Explain Codes LogoExplain Codes Logo

Sql Server 2008: how do I grant privileges to a username?

sql
database-security
sql-server
role-based-access-control
Anton ShumikhinbyAnton Shumikhin·Oct 23, 2024
TLDR

The SQL GRANT statement regulates access to throw out your permissions party.

-- Our humble invitation to SELECT GRANT SELECT ON dbo.YourFancyTable TO Mr.Permissions;

Combine the party flavors for a full-flavored feast:

-- Open bar at the INSERT, UPDATE & DELETE gala GRANT INSERT, UPDATE, DELETE ON dbo.YourFancyTable TO Mr.Permissions;

Substitute Mr.Permissions with actual username and YourFancyTable with the table you target.

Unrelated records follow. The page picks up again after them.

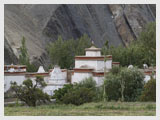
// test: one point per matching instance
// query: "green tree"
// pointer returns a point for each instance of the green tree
(124, 84)
(24, 57)
(30, 93)
(149, 92)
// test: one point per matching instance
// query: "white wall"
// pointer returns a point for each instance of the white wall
(49, 89)
(109, 64)
(93, 53)
(91, 63)
(14, 78)
(78, 77)
(99, 80)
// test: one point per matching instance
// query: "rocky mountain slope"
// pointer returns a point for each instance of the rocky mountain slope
(41, 24)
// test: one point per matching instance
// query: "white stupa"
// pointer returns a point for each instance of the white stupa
(57, 76)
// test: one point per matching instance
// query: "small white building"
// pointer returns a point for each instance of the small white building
(91, 65)
(57, 79)
(14, 73)
(54, 79)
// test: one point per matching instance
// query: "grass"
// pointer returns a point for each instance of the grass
(88, 109)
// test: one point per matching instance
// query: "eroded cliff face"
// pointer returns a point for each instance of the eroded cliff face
(41, 24)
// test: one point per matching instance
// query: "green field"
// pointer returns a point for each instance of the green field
(88, 109)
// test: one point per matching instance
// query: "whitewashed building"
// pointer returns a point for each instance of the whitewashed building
(91, 65)
(55, 78)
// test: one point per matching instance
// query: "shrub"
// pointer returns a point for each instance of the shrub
(79, 96)
(30, 93)
(133, 83)
(126, 84)
(87, 83)
(149, 93)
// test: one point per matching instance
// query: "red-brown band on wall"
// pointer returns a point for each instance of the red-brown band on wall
(92, 58)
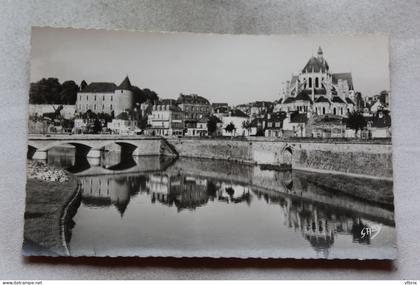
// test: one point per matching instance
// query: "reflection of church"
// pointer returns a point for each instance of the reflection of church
(317, 223)
(190, 192)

For a blanket invite to all tables—SQL's equivalent of cupcakes for everyone—assign them to db_datareader or db_datawriter roles.

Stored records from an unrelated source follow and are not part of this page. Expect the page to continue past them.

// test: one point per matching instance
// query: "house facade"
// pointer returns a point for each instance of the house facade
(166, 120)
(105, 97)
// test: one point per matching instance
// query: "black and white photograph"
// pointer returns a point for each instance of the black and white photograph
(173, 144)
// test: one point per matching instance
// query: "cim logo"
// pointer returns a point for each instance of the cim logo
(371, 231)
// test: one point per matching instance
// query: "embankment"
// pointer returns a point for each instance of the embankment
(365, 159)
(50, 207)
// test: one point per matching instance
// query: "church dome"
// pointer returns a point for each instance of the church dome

-- "You're all VIPs to me," said the database to its users EXEC sp_addrolemember 'db_datareader', 'Mr.Permissions';

Always use USE YourDatabase; so SQL knows which party palace it's in.

Understanding SQL's guest list

SQL Server roles and privileges are your handpicked party guest list, controlling who gets access to what.

Mixing default roles

For easy access, assign a user to:

  • db_datareader: All tables open for reading.
  • db_datawriter: All tables open for writing on.
  • db_owner: Now you're the owner, here are all the keys!
-- When you invite the whole town to party in your castle EXEC sp_addrolemember 'db_owner', 'Mr.Permissions';

Crafting unique invites

If INSERT, SELECT, UPDATE, and DELETE were a party, you’d be a generous host. You can invite guests to all or curate an exclusive list.

Invitations via SSMS

SQL Server Management Studio (SSMS) is your graphical party-planner extraordinaire. Right-click on user -> Properties -> User Mapping -> tick the box of the desired roles.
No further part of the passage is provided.